Thanks to the Internet and, more specifically, online auction/swap house eBay, finding kits for virtually any and every monster/sci-fi/horror movie ever made -- literally -- is just a keystroke and a Visa card away. "It was sometime in the late Eighties when I really got back into kit building," says Jones. "My wife got me a Dracula model kit for Christmas, a reissue of the old Aurora Dracula kit done by a company called Polar Lights. It stayed in my closet for over a year, until we had a snowstorm in 1985 when I decided to put it together. It turned out so well that I ended up going to the Austin Collectors Show a while later, where I discovered a magazine called Kit Builders and Glue Sniffers. I flipped through that, and it just opened the door to everything that was available to the garage-kit enthusiast. It had ads for sculptors and builders and all sorts of folks who were producing just the wildest kits right out of their own garages, and then selling them either by mail order or on eBay." Glorious results of a misspent youth? Or retro-boomer nostalgia for a time when you were more likely to find an AIP/Roger Corman double bill down at the drive-in than an empty field of rusting speaker columns? These days, Jones not only spends his evenings assembling and painting his own kits, but also does the work for others who either don't have the skill or the time to do it themselves. It's a nifty little sideline, and the money he makes from those clients helps him defray the admittedly expensive costs of his personal collection. After all, the current crop of vinyl-and-resin model kits are far more expensive than their kid-hood predecessors, sometimes running upward of $150 or more. But you get what you pay for, be it Vampira and Tor Johnson lurching through a rickety Ed Wood boneyard, or Christopher Lee and Peter Cushing squaring off as Dracula and Van Helsing, cross raised, fangs bared.

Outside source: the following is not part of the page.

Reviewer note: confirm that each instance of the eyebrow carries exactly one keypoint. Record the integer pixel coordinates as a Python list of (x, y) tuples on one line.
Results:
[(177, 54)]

"They're not all expensive, though," notes Jones. "These new Polar Lights kits, which are basically reissues of the old Aurora kits from when we were kids, you can get for $12."
I asked Jones, in a house chock full o' monsters, if he had any special plans for Halloween? Surely someone as attuned to the coolness of the old Universal baddies had something special up his sleeve for the end of October.
"Halloween isn't what it used to be," he says. "I'll probably end up on the couch watching AMC's MonsterFest and scarfing down the popcorn."
And maybe working on another fantastic creation of your own?
"Well, yeah, sure. Maybe." Spoken like a true monster fan.